L’economista indiano Jagdish Bhagwati: “Espellere i clandestini non serve: ritornano. Bisogna accettare il fatto che sono qui”. E’ riconosciuto come uno dei più importanti studiosi – e teorici – del commercio internazionale, docente alla Columbia e ascoltatissimo consigliere di organismi come le Nazioni Unite o il Wto. Jagdish N. Bhagwati, nato a Mumbai nel ‘34, vive in America ma ha mantenuto orgogliosamente la cittadinanza indiana, e c’è sicuramente la sua opera di studioso dietro il grande sviluppo economico del Paese, dove torna ogni volta che può, fedele all’idea che gli «emigrati intellettuali» devono coltivare un principio di «lealtà». In agosto ha pubblicato una lettera aperta al presidente Obama, ribadendo una sua idea chiave: il timore che i liberi commerci con i Paesi in via di sviluppo tolgano posti di lavoro nei Paesi ricchi è infondato. Qualcosa di molto simile pensa dell’immigrazione, non quella di alto livello ma quella delle masse povere, e lo ha spiegato ieri alla Fondazione Einaudi di Torino aprendo un convegno su questi temi organizzato dal Centro studi Luca d’Agliano, con il Centre for Economic Policy Research, la Commissione Europea e la Compagnia di San Paolo. La sua analisi riguarda gli Usa, dove la politica sull’immigrazione, spiega, è andata incontro a un clamoroso fallimento. Ma può estendersi a tutto l’Occidente, Europa compresa.
Professore, la questione è economica ma anche e forse soprattutto etica. Lei è uno studioso dell’immigrazione. La ritiene un fenomeno storico, o un diritto di ogni essere umano?
«Il problema è tutto qui. Emigrare, andare via in cerca di salvezza o di miglior fortuna, è un diritto naturale, che per fortuna oggi viene generalmente riconosciuto. Entrare in un altro Paese è tutta un’altra questione. Gli animali difendono il loro territorio. E le persone spesso si comportano alla stessa maniera».
Senza riuscirci?
«La mia analisi sulla politica americana giunge a questa conclusione: arrestare i flussi di immigrazione è impossibile. Abbiamo costruito una barriera difensiva sulla frontiera con il Messico che nel ‘92 costò 326 milioni di dollari e nel 2010 è arrivata a farcene spendere 2958. Si sono lanciate operazioni di sapore bellico senza alcun risultato. Anzi, l’immigrazione illegale è aumentata. Questa era la politica di Clinton. Ora con un altro presidente democratico, Obama, si è inasprita la pressione su quanti sono entrati nel Paese, fino alla vera e propria privazione dei diritti elementari. E anche qui senza risultati perché l’idea di essere disumani con gli immigrati non fa parte della cultura americana».

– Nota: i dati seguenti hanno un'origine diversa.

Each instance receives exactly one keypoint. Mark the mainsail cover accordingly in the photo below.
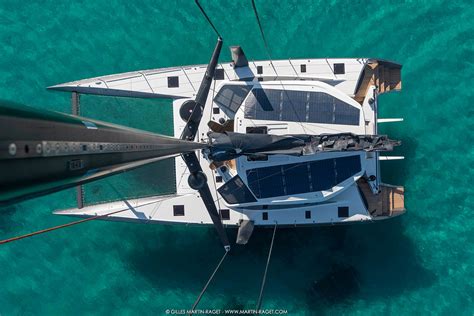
(226, 146)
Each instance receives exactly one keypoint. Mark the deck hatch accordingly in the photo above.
(294, 178)
(299, 106)
(230, 97)
(173, 82)
(339, 69)
(343, 211)
(219, 74)
(178, 210)
(225, 214)
(235, 191)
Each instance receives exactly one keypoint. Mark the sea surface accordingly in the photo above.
(419, 264)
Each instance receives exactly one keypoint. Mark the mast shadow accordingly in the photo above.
(321, 267)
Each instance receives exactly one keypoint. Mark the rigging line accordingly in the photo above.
(262, 288)
(207, 18)
(271, 62)
(208, 282)
(59, 227)
(263, 35)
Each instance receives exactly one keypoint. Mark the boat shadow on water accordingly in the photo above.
(321, 267)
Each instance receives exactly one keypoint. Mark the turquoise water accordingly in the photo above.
(420, 264)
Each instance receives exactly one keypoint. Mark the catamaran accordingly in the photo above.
(295, 142)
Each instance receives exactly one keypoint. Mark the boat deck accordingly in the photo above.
(389, 202)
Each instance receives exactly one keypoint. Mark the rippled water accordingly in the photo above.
(421, 263)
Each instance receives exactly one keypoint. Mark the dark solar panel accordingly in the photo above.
(266, 182)
(323, 175)
(346, 167)
(299, 106)
(296, 179)
(301, 178)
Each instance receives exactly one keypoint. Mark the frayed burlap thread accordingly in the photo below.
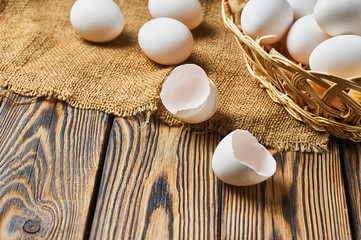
(41, 56)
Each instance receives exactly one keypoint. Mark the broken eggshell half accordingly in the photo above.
(189, 94)
(241, 160)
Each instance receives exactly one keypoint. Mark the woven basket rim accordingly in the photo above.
(324, 124)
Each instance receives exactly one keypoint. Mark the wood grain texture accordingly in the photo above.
(305, 199)
(351, 153)
(157, 183)
(49, 157)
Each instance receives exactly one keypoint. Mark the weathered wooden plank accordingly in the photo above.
(157, 183)
(350, 155)
(305, 199)
(49, 157)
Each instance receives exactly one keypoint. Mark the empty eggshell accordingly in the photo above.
(302, 7)
(339, 17)
(189, 94)
(303, 37)
(97, 20)
(264, 18)
(188, 12)
(241, 160)
(166, 41)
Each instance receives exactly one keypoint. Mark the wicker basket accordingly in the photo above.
(319, 100)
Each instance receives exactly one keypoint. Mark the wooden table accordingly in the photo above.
(76, 174)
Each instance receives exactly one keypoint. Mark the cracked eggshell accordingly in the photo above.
(166, 41)
(97, 20)
(188, 12)
(241, 160)
(189, 94)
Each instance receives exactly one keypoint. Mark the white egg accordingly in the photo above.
(302, 7)
(303, 37)
(339, 56)
(189, 94)
(262, 18)
(339, 17)
(241, 160)
(188, 12)
(166, 41)
(97, 20)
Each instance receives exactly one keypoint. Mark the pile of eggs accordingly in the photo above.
(187, 92)
(324, 34)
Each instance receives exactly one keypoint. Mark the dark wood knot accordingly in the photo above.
(31, 226)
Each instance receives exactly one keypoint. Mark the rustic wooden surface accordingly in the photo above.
(79, 174)
(49, 157)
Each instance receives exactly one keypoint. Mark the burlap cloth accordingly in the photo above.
(41, 56)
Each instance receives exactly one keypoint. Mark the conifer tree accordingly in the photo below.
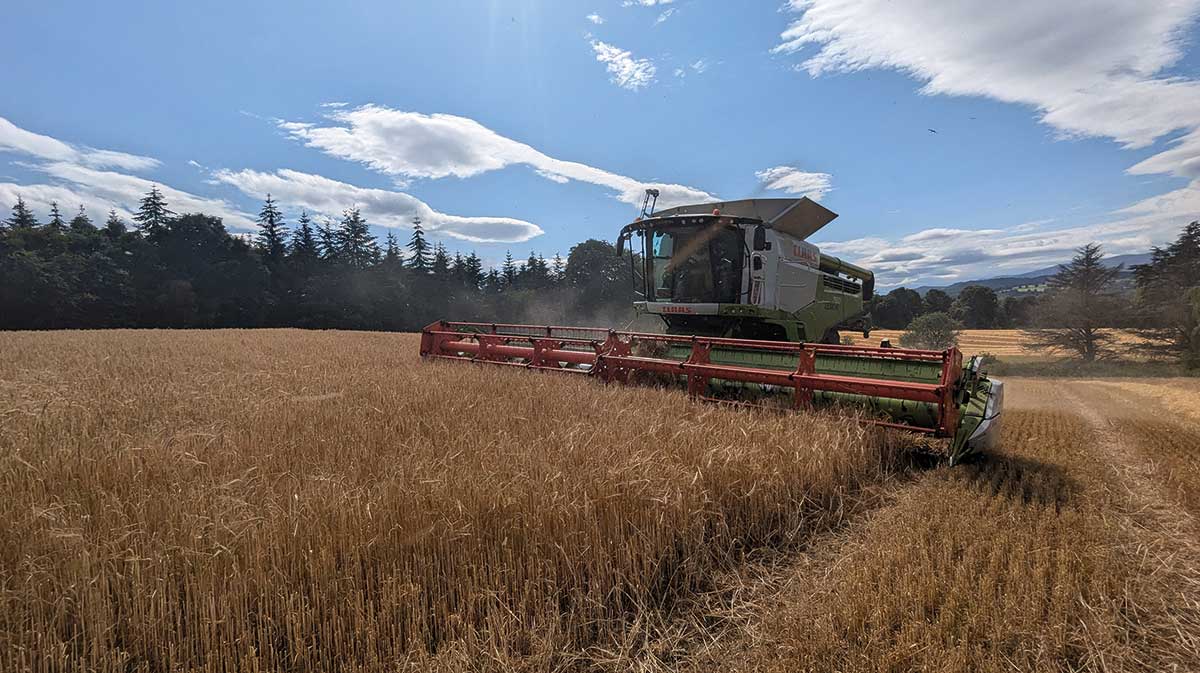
(114, 227)
(355, 244)
(305, 251)
(441, 265)
(271, 232)
(459, 268)
(22, 217)
(418, 248)
(509, 271)
(81, 222)
(55, 222)
(153, 215)
(391, 251)
(558, 270)
(327, 240)
(473, 271)
(493, 282)
(1080, 304)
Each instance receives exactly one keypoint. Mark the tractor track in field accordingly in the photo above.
(1162, 536)
(1149, 617)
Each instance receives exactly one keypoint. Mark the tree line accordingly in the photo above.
(186, 270)
(1081, 307)
(169, 270)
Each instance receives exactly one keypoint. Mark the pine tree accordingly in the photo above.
(55, 222)
(81, 222)
(459, 268)
(509, 271)
(558, 270)
(153, 215)
(271, 232)
(1079, 306)
(22, 217)
(305, 251)
(418, 248)
(493, 282)
(441, 265)
(114, 227)
(357, 246)
(473, 271)
(327, 240)
(391, 251)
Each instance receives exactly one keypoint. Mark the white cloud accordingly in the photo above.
(383, 208)
(16, 139)
(952, 254)
(795, 181)
(1090, 67)
(627, 71)
(78, 180)
(413, 145)
(125, 191)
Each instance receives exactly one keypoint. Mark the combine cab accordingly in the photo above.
(742, 295)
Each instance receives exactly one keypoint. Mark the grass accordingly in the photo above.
(291, 500)
(323, 500)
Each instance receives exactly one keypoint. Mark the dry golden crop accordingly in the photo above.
(268, 500)
(1003, 343)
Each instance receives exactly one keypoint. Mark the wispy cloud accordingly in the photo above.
(624, 70)
(1089, 67)
(795, 181)
(409, 145)
(383, 208)
(77, 179)
(17, 139)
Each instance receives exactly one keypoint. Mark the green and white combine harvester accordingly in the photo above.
(753, 311)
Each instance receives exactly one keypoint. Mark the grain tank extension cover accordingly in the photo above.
(796, 217)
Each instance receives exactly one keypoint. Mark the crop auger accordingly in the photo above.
(751, 310)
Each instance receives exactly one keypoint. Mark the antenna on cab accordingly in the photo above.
(652, 199)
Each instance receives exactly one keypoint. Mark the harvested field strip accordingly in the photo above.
(1018, 562)
(322, 500)
(973, 342)
(996, 565)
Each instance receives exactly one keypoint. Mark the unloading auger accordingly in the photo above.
(751, 310)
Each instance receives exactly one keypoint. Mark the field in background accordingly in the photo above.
(1002, 343)
(311, 500)
(323, 500)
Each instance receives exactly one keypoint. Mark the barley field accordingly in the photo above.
(297, 500)
(1002, 343)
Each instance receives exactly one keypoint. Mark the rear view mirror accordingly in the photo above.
(760, 238)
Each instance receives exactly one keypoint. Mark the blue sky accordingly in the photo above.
(955, 140)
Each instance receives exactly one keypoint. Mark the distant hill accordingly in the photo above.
(1127, 259)
(1032, 281)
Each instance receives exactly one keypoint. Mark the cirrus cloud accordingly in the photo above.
(383, 208)
(409, 145)
(792, 180)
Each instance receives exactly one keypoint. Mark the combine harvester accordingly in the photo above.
(751, 311)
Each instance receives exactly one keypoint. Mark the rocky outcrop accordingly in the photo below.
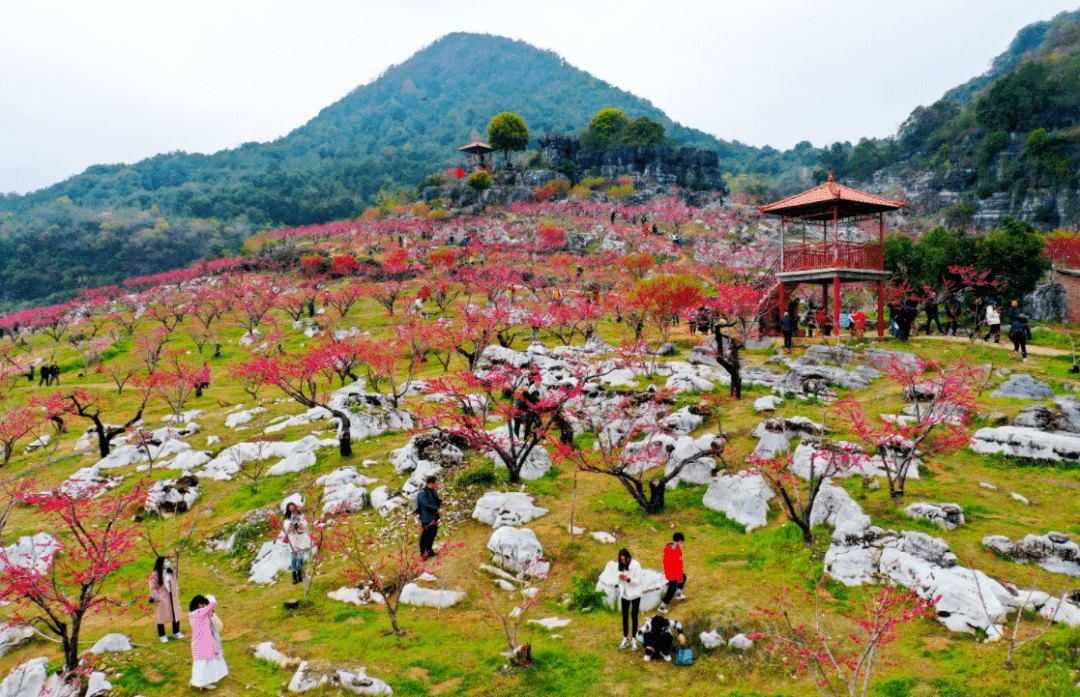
(669, 165)
(1047, 303)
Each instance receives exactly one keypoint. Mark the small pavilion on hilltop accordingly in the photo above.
(477, 156)
(832, 262)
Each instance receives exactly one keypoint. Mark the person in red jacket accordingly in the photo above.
(673, 571)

Se ce la fai a passare, magari a prezzo della vita, poi ti tratto bene. Non è ipocrita?
«Semmai è un atteggiamento schizofrenico. Se non vedi che cosa succede alla frontiera, stai tranquillo. La parte sinistra del cervello ti dice: sono illegali. La parte destra invece ti ripete: sono immigrati, e noi siamo un Paese di immigrazione. È un atteggiamento molto americano, ma mi piace ricordare quel che disse Max Frisch, lo scrittore svizzero, a proposito proprio degli immigrati italiani del dopoguerra: abbiamo chiamato braccia e sono venuti uomini».
E da uomini vanno trattati.
«A questo punto non li puoi espellere. Anche perché non serve a nulla. Ritornano. Anni fa propendevo per una maggior tutela dei confini. Ora dico: accettiamo il fatto che sono qui. Il confine resta un elemento simbolico, ma di lì in poi lasciamo che gli Stati, parlo degli Usa, competano. Gli immigrati si spostano, gli Stati “cattivi” perdono forza lavoro, quelli “buoni” ne guadagnano».
Anche con la recessione e la crisi mondiale?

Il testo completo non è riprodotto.